Hoy en día, móvil, ropa, zapatos, bolsos, coche, entre otros bienes, valen no por ser artículos útiles a la vida, y sí por el valor que reciben cuando los ostentamos. Para satisfacer el deseo de atraer atención de los demás y presumir un cierto status, las personas son capaces de adquirir muchas deudas sin la menor parsimonia.
La economía se beneficia mucho de la vanidad aumentada de la humanidad. El consumismo hoy es una triste rutina alimentada por las propagandas en el medio, que dictan lo que usted y yo necesitamos tener.
Por ejemplo, cuando algo sale en los desfiles de moda, aunque no agrade a primer vista, termina siendo adherido de tanto que es mostrado. El bombardeo es tan grande que, de repente, las personas como si fueran zombis, se van detrás del producto sin ni siquiera necesitarlo.
Resistir a esa rueda viva no es fácil, pues la vanidad está profundamente enraizada en la naturaleza humana. Y no son todas las veces que logramos separar el deseo de la necesidad.
En esta generación, en que no basta tener el móvil último modelo, y si mostrarlo a todo el mundo, el mensaje que se pasa es el siguiente: lo que realmente importa es alimentar la imagen que los demás tienen a su respecto. Para ello, vale lo que es exterior y muy visible, ignorando totalmente lo que es interior e invisible.
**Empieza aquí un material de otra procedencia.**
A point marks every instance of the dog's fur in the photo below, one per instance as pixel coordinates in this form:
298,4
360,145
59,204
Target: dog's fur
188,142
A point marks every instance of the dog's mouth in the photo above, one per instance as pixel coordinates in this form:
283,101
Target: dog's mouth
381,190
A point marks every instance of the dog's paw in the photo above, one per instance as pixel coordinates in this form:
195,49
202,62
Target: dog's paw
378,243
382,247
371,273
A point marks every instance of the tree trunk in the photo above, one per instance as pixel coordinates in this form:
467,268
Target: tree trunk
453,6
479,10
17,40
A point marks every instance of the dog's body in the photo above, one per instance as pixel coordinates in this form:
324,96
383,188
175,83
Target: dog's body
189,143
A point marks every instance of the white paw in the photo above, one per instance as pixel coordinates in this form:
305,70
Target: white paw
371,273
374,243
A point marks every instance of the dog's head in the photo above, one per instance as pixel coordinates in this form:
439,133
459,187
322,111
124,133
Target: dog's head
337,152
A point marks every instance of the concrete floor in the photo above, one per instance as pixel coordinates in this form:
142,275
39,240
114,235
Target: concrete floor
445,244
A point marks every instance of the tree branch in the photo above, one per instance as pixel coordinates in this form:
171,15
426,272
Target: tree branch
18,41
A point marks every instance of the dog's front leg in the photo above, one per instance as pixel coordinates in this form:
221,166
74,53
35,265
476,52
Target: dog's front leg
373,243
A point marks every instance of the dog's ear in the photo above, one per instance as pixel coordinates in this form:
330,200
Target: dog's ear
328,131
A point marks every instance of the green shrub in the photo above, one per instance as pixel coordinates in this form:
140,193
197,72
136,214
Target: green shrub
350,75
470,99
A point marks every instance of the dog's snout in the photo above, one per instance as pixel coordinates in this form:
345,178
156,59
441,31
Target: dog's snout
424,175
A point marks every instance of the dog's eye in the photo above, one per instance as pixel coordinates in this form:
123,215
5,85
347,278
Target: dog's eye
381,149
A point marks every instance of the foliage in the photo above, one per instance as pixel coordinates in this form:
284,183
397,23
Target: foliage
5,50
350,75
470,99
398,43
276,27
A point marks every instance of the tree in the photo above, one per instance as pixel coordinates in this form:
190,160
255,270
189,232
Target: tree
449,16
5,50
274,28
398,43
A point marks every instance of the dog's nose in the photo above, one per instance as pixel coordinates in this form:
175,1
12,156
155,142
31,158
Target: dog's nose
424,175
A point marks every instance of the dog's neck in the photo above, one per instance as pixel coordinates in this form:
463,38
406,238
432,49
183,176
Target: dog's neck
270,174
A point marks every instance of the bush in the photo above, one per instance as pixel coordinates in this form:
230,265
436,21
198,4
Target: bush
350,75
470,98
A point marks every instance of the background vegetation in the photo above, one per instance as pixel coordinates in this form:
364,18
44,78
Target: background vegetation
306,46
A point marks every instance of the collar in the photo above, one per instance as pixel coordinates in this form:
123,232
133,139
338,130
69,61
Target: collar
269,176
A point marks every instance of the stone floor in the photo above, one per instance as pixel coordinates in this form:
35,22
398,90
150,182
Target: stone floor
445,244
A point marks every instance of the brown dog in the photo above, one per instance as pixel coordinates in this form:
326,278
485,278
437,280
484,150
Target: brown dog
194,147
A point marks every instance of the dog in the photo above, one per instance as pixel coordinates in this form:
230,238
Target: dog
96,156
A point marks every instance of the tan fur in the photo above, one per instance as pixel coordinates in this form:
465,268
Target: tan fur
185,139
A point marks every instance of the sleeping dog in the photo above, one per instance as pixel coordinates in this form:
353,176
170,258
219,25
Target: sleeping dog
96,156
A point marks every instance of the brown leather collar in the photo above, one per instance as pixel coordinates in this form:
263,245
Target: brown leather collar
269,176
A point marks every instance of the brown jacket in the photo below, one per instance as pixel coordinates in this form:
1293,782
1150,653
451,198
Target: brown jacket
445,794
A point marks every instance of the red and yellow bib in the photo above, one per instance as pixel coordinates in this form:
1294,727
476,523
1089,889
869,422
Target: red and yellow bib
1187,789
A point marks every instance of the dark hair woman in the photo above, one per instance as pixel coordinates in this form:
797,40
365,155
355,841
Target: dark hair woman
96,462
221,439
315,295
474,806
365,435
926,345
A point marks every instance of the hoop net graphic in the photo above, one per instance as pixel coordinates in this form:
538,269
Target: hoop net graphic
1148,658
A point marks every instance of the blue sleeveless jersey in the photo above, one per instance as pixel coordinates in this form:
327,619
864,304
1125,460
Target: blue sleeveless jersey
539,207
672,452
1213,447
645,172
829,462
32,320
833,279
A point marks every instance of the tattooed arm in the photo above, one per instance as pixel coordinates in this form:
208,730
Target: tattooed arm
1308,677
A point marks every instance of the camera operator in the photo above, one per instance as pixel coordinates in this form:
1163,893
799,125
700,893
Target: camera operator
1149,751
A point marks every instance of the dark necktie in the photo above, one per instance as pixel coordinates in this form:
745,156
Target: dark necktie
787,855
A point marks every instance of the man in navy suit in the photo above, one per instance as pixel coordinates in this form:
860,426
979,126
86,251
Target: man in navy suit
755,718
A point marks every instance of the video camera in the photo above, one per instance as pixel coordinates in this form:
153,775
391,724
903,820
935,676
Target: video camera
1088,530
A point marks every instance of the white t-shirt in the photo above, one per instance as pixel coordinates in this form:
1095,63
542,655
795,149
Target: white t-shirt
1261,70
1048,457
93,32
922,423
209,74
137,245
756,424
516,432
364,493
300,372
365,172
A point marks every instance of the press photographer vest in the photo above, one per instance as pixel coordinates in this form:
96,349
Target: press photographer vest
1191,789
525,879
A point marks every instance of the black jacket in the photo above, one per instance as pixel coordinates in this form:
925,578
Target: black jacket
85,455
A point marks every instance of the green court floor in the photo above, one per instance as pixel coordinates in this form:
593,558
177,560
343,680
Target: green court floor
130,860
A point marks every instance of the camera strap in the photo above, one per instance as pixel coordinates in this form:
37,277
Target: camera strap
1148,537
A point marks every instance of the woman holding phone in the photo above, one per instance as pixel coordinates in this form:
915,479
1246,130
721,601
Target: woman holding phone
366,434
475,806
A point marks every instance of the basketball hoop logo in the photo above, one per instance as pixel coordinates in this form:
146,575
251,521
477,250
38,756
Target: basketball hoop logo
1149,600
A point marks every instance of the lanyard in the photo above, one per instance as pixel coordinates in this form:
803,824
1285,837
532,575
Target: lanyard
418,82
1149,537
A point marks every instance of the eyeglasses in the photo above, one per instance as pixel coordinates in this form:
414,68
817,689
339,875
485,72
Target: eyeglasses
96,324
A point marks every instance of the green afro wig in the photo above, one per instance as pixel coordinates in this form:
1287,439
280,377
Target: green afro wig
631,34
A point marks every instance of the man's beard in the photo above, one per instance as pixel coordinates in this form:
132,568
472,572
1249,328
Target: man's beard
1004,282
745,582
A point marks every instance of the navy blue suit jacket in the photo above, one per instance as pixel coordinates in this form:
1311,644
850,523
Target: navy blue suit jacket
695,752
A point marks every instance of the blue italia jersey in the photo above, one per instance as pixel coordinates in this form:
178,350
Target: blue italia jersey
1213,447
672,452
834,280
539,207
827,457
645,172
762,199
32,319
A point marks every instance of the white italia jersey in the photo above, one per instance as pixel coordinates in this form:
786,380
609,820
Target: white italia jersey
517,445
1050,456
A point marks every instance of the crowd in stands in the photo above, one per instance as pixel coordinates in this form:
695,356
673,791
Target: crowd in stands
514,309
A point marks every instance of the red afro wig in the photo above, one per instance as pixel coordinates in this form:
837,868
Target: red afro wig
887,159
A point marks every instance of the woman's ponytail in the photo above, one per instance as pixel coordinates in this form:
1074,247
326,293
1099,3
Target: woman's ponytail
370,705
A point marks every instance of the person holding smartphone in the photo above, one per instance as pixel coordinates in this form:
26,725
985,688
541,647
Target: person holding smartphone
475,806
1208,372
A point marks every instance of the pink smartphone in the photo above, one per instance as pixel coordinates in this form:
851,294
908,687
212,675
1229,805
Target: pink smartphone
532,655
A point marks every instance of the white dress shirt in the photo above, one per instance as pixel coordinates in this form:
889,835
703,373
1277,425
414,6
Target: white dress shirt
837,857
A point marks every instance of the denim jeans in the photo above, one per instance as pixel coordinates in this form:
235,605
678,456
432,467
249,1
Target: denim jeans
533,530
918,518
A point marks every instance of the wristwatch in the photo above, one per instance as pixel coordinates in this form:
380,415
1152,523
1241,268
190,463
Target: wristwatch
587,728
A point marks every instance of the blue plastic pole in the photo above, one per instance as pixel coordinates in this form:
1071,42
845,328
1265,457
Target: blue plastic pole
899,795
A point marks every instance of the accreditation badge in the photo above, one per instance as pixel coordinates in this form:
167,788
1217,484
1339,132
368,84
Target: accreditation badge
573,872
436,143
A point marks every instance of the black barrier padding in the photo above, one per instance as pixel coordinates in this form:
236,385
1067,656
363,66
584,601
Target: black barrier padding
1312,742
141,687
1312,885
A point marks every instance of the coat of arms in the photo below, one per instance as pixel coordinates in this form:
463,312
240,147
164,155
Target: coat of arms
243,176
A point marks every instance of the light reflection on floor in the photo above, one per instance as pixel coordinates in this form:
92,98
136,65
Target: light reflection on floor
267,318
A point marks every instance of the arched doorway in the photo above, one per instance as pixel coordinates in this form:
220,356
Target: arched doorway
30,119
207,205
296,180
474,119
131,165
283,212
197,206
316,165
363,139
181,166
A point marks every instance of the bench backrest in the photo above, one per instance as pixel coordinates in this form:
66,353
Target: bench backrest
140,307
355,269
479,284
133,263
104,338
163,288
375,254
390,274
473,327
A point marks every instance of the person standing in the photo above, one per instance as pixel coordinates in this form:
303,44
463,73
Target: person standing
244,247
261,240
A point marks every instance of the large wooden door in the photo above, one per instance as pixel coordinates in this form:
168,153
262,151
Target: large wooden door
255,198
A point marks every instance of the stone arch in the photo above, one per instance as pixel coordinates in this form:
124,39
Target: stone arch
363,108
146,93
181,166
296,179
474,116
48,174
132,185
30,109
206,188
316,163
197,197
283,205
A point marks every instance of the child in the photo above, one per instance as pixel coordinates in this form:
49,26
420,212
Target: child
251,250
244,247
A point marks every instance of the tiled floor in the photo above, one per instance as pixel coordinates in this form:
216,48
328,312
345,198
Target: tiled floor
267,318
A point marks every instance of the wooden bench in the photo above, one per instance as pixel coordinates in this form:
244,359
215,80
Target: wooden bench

De este modo, son perdidos los bienes más valiosos de la vida, que son los permanentes, como la verdad, la paz, la alegría, la simplicidad y muchos más. Y, en el mundo de la ostentación, cosas, personas y hasta virtudes, como la “humildad” y la “bondad”, se tornaron meros productos a mostrarse. Por lo tanto, el sentido común se ha tornado una rareza en los estantes de la existencia.